Public and private tensions
Al-Najjar feels the key to overcoming what some term as the ‘disconnect’ between the public and private sectors is collaboration. “There have been courageous efforts by a few passionate HR professionals, who have opened their doors to sharing best practice with each other. I have done so myself, while working in the public sector.”
She suggests that if HR professionals from all sectors were able to access a formal HR group platform to learn and share ideas, this would bring about added value and action taking. For example, if you could share your successes and failures around new innovations in HR with a wide range of professionals, you could then work together to come up with diversified solutions and share learning and knowledge.
“Each one of us possesses individual backgrounds and experience. Imagine the pool of treasure once you combine these brains under one platform to serve the common interest of learning and growth,” she says.
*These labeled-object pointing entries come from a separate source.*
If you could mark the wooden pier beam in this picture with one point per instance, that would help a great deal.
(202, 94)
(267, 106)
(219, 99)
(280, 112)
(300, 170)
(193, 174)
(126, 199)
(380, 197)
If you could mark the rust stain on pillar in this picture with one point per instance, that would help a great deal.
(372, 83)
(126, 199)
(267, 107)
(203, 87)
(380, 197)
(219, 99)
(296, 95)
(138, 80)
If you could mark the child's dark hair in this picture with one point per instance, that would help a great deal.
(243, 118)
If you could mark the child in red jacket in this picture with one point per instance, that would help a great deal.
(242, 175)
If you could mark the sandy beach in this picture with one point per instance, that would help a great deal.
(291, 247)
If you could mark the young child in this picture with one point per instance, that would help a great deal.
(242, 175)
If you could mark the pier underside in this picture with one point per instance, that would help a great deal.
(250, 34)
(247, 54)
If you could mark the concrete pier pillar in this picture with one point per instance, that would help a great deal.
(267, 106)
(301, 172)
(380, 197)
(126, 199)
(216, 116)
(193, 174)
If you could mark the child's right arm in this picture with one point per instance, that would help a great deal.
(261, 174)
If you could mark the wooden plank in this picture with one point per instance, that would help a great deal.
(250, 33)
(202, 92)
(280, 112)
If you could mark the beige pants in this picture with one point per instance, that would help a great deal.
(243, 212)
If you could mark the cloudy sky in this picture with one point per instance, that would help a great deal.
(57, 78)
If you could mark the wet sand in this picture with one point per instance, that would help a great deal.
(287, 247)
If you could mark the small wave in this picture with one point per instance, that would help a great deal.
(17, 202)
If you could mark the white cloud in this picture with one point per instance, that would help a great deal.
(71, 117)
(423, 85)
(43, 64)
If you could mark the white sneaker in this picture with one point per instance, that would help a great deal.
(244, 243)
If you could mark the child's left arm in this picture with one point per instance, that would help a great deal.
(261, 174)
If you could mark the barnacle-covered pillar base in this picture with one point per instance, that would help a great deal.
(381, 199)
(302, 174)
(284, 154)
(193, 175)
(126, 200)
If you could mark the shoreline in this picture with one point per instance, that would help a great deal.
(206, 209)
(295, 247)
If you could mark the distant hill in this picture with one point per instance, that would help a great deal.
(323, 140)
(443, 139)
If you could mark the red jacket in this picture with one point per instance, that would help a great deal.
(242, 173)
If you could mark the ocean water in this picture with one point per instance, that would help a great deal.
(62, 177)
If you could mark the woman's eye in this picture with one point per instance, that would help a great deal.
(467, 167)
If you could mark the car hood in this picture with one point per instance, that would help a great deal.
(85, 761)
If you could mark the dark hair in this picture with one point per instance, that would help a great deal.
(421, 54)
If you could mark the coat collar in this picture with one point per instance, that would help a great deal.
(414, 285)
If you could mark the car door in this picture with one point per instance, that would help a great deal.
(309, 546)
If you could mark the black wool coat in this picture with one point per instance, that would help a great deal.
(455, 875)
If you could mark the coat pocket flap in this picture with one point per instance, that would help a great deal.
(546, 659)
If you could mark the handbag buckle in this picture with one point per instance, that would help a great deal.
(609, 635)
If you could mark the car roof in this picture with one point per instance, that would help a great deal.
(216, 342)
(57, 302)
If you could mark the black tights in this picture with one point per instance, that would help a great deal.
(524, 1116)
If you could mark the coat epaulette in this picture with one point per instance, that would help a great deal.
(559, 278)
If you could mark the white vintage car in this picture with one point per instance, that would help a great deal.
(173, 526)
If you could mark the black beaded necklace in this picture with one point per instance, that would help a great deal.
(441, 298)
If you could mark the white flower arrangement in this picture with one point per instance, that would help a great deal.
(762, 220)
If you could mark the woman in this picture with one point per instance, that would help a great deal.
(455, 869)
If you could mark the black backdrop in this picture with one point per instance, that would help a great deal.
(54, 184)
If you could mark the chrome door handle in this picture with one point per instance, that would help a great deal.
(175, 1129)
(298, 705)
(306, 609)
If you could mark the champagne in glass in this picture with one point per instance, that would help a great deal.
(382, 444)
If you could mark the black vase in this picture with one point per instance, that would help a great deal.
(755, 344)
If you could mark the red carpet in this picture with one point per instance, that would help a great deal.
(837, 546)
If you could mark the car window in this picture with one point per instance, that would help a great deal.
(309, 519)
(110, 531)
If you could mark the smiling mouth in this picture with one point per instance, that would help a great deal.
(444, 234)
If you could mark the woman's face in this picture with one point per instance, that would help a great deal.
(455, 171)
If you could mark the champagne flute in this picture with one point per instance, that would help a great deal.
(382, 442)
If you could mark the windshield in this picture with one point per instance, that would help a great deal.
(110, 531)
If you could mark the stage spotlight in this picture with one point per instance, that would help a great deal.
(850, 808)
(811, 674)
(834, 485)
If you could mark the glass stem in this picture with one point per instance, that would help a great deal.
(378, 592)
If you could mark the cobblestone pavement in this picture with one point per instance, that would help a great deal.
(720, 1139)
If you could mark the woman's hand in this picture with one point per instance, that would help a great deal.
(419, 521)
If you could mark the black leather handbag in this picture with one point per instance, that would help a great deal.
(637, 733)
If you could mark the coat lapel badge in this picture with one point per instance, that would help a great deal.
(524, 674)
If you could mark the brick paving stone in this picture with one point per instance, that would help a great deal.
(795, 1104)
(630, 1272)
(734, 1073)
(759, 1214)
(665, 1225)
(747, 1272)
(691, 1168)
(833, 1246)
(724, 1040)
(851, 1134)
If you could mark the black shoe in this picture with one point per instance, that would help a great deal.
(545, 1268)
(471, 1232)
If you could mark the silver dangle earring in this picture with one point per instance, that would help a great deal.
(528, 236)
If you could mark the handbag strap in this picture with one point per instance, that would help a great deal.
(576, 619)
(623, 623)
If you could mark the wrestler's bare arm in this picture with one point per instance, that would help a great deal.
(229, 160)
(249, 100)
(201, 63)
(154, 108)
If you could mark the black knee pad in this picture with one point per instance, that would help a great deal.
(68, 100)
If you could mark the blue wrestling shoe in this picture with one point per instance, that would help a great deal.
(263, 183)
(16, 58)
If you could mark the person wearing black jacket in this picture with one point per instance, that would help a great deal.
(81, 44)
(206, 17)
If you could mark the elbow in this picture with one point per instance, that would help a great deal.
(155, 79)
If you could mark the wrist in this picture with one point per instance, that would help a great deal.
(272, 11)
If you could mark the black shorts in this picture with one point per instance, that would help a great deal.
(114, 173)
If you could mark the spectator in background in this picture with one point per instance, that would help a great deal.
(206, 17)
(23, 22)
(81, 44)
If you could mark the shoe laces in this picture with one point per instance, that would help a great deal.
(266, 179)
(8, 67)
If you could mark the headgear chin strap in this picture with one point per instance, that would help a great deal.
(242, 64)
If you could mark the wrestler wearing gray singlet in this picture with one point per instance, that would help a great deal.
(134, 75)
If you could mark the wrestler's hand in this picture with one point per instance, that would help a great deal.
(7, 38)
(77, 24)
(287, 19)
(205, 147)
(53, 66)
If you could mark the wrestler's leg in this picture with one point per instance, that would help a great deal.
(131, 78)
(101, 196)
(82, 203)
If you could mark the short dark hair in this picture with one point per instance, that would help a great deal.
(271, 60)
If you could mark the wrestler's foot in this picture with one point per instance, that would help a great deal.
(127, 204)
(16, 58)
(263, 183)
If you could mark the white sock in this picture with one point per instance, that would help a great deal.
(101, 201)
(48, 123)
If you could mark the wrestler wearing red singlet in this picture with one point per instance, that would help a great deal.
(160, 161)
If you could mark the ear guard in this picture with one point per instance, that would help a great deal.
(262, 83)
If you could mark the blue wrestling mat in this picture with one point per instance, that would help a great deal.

She believes multinational organizations have a lot to offer in the knowledge-sharing process. “Multinationals have had 100-plus years to fail, learn and grow. Their biggest value is their understanding of this process, which has led them to empower their HR function and their ‘people’ with knowledge and tools to support the growth of their business,” she explains.
Al-Najjar argues that the public sector must seek to learn from the multinational organizations’ experience and adapt that process of learning, to design solutions that are better suited to their own unique needs. “There isn’t a single solution that fits all though,” she warns.
She points out that to become more attractive to national employees, private sector employers must be more present and vocal about who they are, particularly among the young generation. “Get close to hearing their voice by getting involved in the community or a youth development program aimed at awareness building,” she advises.
Brave new HR
Although there’s a growing desire among many organizations in the UAE to partner with their HR function, she says much more needs to be done as HR is often perceived as an administrative function and not yet a business partner.
However, Al-Najjar believes the appetite is there, but the onus lies on you as an HR professional to develop your own expertise and knowledge so you can work towards elevating the view of HR. “This process is the road less travelled in the region so you’ve got to be brave,” she says.
As an HR professional, you should not hesitate to seek support from elsewhere in the market, outside of your own organization, says Al-Najjar. This can help to support you in selling your solutions to the business and help drive change. “The future is extremely promising and the ground is very fertile for success,” she concludes.